11. The composition of claim 1, wherein the allergen is Fel d 1.

12. The composition of claim 1, wherein the first and second antibodies are formulated together.

13. The composition of claim 1, further comprising an anti-IgE antibody in an amount sufficient to reduce, but not eliminate, circulating IgE.

14. The composition of claim 13, wherein the first and second antibodies and the anti-IgE antibody are provided to the subject in separate dosage forms.

15. A pharmaceutical composition for allergy treatment, the composition comprising:

a first antibody, or fragment thereof, that binds to a first epitope on an allergen having more than two epitopes; and

a second antibody, or fragment thereof, that binds to a second epitope on the allergen, wherein addition of third or subsequent antibodies does not significantly reduce IgE binding as compared to a combination of the first and second antibodies.

16. The composition of claim 15, wherein the first antibody and the second antibody do not block one another from binding to the allergen.

17. The composition of claim 16, wherein the first antibody and second antibody are selected from different epitope bins, where each epitope bin is defined to include antibodies that block each other from binding.

18. The composition of claim 15, wherein the first antibody and second antibody are monoclonal antibodies.

19. The composition of claim 15, wherein the first antibody and/or second antibody are IgG antibodies.

20. The composition of claim 15, wherein the allergen is Ara h 2 and the first epitope and the second epitope are different and each bind to an epitope on Ara h 2 that includes one of the following sets of residues of Ara h 2: 1-9; 10-18; 21-30; 31-39; 40-54; 55-60; 109-117; 121-130; and 137-146.

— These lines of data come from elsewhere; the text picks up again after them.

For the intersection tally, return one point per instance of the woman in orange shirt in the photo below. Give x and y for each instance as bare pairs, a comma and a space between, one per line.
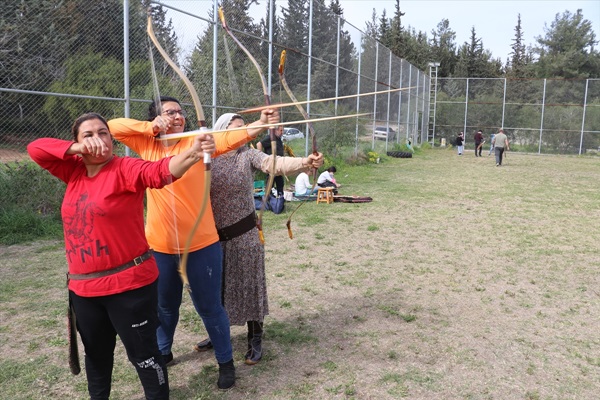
171, 213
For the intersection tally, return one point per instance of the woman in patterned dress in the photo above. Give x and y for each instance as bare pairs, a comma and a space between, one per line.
244, 282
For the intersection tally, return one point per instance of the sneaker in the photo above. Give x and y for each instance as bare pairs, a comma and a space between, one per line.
226, 375
204, 345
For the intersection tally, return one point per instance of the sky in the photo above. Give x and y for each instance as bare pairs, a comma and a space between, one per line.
494, 20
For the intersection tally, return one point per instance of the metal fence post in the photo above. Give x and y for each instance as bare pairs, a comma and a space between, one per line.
587, 81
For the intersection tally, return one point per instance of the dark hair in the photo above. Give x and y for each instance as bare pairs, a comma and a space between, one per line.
85, 117
236, 116
152, 112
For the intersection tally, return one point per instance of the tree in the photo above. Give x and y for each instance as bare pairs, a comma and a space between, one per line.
396, 31
443, 48
239, 83
294, 32
567, 49
519, 57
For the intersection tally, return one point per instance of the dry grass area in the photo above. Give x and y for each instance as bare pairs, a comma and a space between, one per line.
461, 280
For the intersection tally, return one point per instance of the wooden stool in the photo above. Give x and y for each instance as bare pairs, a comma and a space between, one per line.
325, 195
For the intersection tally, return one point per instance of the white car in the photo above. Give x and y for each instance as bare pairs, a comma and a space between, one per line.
382, 132
292, 133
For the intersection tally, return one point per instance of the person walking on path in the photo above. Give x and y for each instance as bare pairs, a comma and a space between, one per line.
500, 143
460, 143
478, 143
492, 143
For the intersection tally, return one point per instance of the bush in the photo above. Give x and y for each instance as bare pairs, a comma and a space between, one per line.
30, 201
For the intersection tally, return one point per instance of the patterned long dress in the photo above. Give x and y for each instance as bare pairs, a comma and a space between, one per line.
244, 282
231, 195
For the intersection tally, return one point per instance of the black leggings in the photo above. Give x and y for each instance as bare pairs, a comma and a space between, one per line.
133, 316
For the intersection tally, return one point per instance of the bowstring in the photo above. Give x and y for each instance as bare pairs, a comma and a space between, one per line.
158, 105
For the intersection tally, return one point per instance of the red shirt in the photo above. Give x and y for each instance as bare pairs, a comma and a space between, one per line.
103, 216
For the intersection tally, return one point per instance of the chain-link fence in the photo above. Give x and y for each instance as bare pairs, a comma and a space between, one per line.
79, 56
539, 115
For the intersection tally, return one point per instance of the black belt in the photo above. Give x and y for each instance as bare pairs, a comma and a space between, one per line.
239, 228
133, 263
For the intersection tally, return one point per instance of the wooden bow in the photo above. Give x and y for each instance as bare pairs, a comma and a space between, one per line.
313, 135
267, 97
207, 157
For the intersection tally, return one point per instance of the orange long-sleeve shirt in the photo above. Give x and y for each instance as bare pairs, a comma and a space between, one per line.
173, 209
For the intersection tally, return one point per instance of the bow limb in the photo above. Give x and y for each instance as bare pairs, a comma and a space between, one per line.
313, 135
207, 157
267, 97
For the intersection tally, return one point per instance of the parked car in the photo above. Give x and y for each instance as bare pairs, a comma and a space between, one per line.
382, 132
292, 133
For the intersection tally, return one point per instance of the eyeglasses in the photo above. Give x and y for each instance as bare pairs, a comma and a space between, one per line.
173, 113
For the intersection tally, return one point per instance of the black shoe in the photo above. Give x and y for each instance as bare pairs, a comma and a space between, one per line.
204, 345
168, 358
254, 353
226, 375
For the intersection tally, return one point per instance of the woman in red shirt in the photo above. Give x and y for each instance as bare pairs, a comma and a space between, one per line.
112, 272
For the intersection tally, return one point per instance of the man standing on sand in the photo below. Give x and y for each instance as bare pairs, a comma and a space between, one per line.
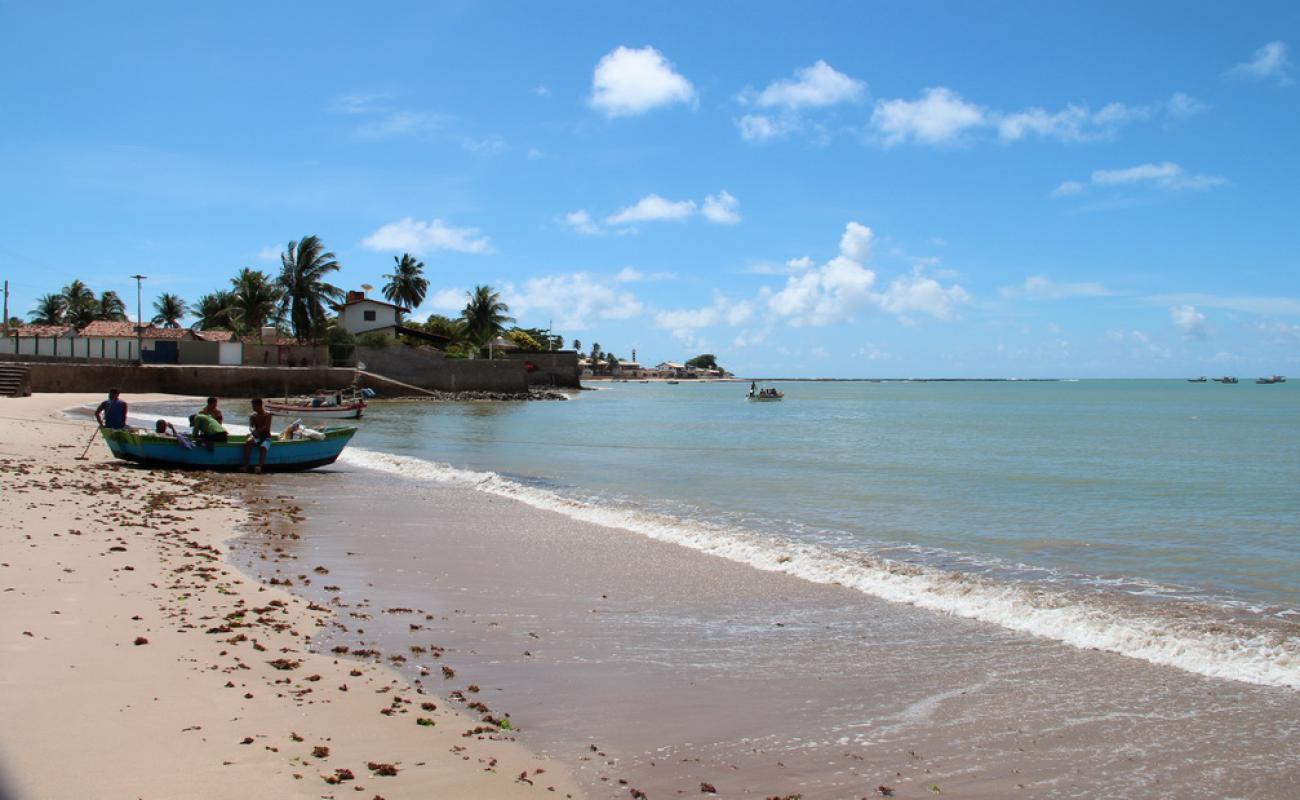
259, 435
112, 413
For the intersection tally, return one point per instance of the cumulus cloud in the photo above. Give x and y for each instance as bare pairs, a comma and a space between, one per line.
1190, 321
844, 286
940, 116
583, 223
1166, 174
653, 208
629, 82
922, 293
722, 208
814, 86
1041, 288
417, 237
576, 301
1269, 63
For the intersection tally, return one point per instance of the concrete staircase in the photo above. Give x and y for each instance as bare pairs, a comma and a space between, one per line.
13, 381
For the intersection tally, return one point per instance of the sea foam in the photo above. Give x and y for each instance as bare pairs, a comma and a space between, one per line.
1268, 656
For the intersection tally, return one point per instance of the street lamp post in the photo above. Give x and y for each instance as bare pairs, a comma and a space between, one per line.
139, 321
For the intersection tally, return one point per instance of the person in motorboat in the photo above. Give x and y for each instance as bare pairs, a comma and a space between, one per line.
259, 435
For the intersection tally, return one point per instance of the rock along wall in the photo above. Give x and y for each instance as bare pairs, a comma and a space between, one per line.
428, 368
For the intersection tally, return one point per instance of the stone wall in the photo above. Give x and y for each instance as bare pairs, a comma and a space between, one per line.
200, 381
558, 368
429, 368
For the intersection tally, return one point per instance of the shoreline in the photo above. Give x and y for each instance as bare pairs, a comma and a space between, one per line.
139, 660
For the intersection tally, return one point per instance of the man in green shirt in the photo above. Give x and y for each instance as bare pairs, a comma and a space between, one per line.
207, 431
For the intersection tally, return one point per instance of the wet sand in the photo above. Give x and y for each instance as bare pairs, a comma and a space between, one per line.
648, 666
137, 662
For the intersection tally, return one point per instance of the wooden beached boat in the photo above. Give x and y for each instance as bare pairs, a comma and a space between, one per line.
169, 452
306, 410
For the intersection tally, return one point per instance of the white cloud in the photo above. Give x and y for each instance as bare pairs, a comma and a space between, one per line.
1138, 344
1268, 63
918, 292
814, 86
1273, 306
1182, 106
488, 146
1166, 174
722, 208
761, 128
583, 223
402, 122
1190, 321
940, 116
629, 82
653, 208
414, 236
1041, 288
576, 301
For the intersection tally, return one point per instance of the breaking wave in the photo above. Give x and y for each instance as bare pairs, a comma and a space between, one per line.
1195, 636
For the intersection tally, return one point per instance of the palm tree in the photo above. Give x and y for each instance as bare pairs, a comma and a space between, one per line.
302, 279
50, 310
254, 301
213, 311
170, 308
111, 307
407, 284
79, 303
484, 316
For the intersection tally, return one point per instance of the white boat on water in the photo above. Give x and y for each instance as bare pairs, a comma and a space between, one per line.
321, 406
763, 396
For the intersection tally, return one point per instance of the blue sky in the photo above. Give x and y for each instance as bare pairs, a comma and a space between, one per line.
832, 189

21. The composition of claim 15, wherein the allergen is from one selected from the list consisting of: peanut, milk, egg, tree nut, fish, shellfish, soy, legume, seed, and wheat.

22. (canceled)

23. A pharmaceutical composition for allergy treatment, the composition comprising:

a first antibody, or fragment thereof, that binds to an allergen; and

a second antibody, or fragment thereof, that binds to the allergen, wherein in vitro assays show that the first and second antibodies in combination block IgE binding to the allergen substantially as well as combinations comprising three or more antibodies that bind to any respective three or more epitopes of the allergen.